Easier way to run workflows, configurable across environments

These details have not been verified by PyPI

Project links

Project description

Welcome to Janis-Assistant

Janis is a workflow assistant designed to make the process of building and running workflows easier.

More specifically:

Janis core is a framework for specifying workflows, that can be transpiled to CWL and WDL.
Janis assistant runs manages an engine to these workflows and collects the results.

Quick start

pip3 install janis-pipelines

CWLTool

You can run a workflow in CWLTool with the following command line:

janis run --engine cwltool hello

To use CWLTool, you must have CWLTool in your path with either Docker or Node, see Engine support for more information.

Cromwell

Cromwell is the default engine, and can be ran with:

janis run --engine cromwell hello

To use Cromwell, you must have Java 1.8 available. See Engine support for more information.

CLI options:

run - Run a janis workflow (see the run parameters below)
watch - Watch an existing execution (folder or workflow ID)
abort - Issue an abort request to an existing execution
inputs - Generate an inputs file for a workflow
translate - Translate a workflow into CWL / WDL
metadata - Get the available metadata on an execution
version - Print the version of janis submodules.
spider - Print documentation for a tool (allows to trace problems with the Janistoolbox)

`run`

You can run a workflow with the run method, here's an example to run the hello world example:

janis run hello

View the help guide

# $ janis run -h

positional arguments:
  workflow              Run the workflow defined in this file or available
                        within the toolbox
  extra_inputs

optional arguments:
  -h, --help            show this help message and exit
  -i INPUTS, --inputs INPUTS
                        YAML or JSON inputs file to provide values for the
                        workflow (can specify multiple times)
  -o OUTPUT_DIR, --output-dir OUTPUT_DIR
                        This directory to copy outputs to.
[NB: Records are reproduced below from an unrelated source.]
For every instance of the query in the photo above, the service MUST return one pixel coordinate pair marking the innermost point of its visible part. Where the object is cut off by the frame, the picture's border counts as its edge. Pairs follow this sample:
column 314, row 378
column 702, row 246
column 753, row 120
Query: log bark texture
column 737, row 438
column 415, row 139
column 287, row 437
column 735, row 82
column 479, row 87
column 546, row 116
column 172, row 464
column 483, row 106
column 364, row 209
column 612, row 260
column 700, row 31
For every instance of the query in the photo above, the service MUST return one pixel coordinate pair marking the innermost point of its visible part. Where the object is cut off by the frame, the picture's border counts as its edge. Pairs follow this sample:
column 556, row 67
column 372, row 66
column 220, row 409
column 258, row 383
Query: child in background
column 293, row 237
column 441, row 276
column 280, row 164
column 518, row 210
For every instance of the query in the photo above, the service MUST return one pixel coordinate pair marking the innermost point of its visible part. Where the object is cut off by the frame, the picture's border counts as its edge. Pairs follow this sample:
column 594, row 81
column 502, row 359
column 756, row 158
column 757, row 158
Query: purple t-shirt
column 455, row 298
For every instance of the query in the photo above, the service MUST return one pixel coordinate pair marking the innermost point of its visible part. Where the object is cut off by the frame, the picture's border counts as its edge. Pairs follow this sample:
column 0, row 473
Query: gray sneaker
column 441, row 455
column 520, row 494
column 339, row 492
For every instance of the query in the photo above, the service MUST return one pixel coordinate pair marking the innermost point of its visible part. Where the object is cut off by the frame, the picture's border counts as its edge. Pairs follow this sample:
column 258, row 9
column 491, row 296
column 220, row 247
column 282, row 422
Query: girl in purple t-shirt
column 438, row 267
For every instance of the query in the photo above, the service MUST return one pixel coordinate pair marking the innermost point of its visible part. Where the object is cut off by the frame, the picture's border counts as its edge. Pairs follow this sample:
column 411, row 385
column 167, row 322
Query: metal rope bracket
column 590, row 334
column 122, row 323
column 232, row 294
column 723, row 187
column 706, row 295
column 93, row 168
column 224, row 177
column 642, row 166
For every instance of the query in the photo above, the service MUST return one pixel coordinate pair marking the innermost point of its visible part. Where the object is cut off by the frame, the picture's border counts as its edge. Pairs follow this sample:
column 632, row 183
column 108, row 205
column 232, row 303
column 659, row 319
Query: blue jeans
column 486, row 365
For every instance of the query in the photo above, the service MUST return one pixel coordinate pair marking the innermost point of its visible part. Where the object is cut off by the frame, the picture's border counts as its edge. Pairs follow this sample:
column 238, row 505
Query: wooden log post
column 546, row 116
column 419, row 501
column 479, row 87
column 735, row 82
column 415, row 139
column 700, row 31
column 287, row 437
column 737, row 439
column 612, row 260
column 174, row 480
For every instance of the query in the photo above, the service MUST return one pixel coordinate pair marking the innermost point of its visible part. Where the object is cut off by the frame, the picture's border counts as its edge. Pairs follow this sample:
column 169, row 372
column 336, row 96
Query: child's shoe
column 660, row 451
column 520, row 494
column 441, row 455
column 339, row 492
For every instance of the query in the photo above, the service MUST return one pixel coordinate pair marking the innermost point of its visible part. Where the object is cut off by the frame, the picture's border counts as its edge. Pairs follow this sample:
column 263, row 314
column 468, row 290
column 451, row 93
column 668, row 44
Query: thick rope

By default
                        intermediate results are within a janis/execution
                        subfolder (unless overriden by a template)
  -B, --background      Run the workflow engine in the background (or submit
                        to a cluster if your template supports it)
  --progress            Show the progress screen if running in the background
  --keep-intermediate-files
                        Do not remove execution directory on successful
                        complete
  --skip-file-check     Skip checking if files exist before the start of a
                        workflow.
  --allow-empty-container
                        Some tools you use may not include a container, this
                        would usually (and intentionally) cause an error.
                        Including this flag will disable this check, and empty
                        containers can be used.
  --development         Apply common settings (--keep-execution-dir + --mysql)
                        to support incremental development of a pipeline

input manipulation:
  -r RECIPE, --recipe RECIPE
                        Use a provided recipe from a provided template
  --max-cores MAX_CORES
                        maximum number of cores to use when generating
                        resource overrides
  --max-memory MAX_MEMORY
                        maximum GB of memory to use when generating resource
                        overrides

hints:
  --hint-captureType {targeted,exome,chromosome,30x,90x,300x}
  --hint-engine {cromwell}

workflow collection arguments:
  --toolbox            Skip looking through the search path, and only look in
                        the toolbox
  -n NAME, --name NAME  If you have multiple workflows in your file, you may
                        want to help Janis out to select the right workflow to
                        run
  --no-cache            Force re-download of workflow if remote

engine arguments:
  --engine {cwltool,cromwell}
                        Choose an engine to start
  --cromwell-url CROMWELL_URL
                        Location to Cromwell

filescheme arguments:
  -f {local,ssh}, --filescheme {local,ssh}
                        Choose the filescheme required to retrieve the output
                        files where your engine is located. By selecting SSH,
                        Janis will SCP the files using the --filescheme-ssh-
                        binding SSH shortcut.
  --filescheme-ssh-binding FILESCHEME_SSH_BINDING
                        Only valid if you've selected the ssh filescheme. (eg:
                        scp cluster:/path/to/output local/output/dir)

validation arguments:
  --validation-reference VALIDATION_REFERENCE
                        reference file for validation
  --validation-truth-vcf VALIDATION_TRUTH_VCF
                        truthVCF for validation
  --validation-intervals VALIDATION_INTERVALS
                        intervals to validate between
  --validation-fields VALIDATION_FIELDS [VALIDATION_FIELDS ...]
                        outputs from the workflow to validate

beta features:
  --mysql               BETA: Run MySQL for persistence with Cromwell

Configuration

It's possible to configure a number of attributes of janis_assistant. You can provide a YAML configuration file in two ways:

CLI: --config /path/to/config.yml
Environment variable JANIS_CONFIGPATH=/path/to/config.yml
Default: $(HOME)/.janis/janis.conf - will additionally look for a config here.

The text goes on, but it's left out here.